Home / Life Insurance / Climate change may raise the cost of life insurance: actuaries
30 September 2019
Increased deaths and lower investment returns from climate change impacts could significantly increase the cost of life insurance, a new Actuaries Institute report warns.
It says lapse rates could increase as consumers are forced to drop their life cover because of financial constraints following natural disasters. TAL has already decided to waive two months of life premiums for customers affected by the bushfires in Queensland and New South Wales.
Adverse claims experience, lower macro-economic growth leading to lower investment returns, and lower sales of new business could also be affected, the report says.
Life insurers should extend their focus on customer health to increasing awareness of the risks posed by extreme heat.
For annuity providers, the impact of climate change needs to be considered alongside the impact it may have on investment returns.
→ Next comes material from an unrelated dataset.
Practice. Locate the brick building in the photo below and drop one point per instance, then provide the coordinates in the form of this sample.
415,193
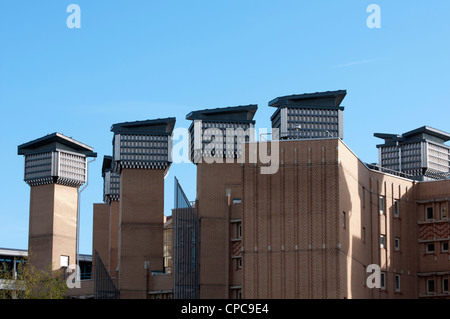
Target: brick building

It could have negative long-term implications for investors who aren’t fully diversified.
The actuaries say average investment returns under a 2-degree warming scenario are negative across all sectors from now until 2050. This would have a significant impact on retirement incomes, and incomes would also be affected through natural disasters and job losses in affected industries. Under-insurance will also lead to an erosion of savings or super contributions.
Life insurers tend to have significant morbidity and mortality risk on their books, but data on how TPD, income protection, and trauma insurance could be affected by climate change is virtually non-existent, the report says. Therefore morbidity could not be measured.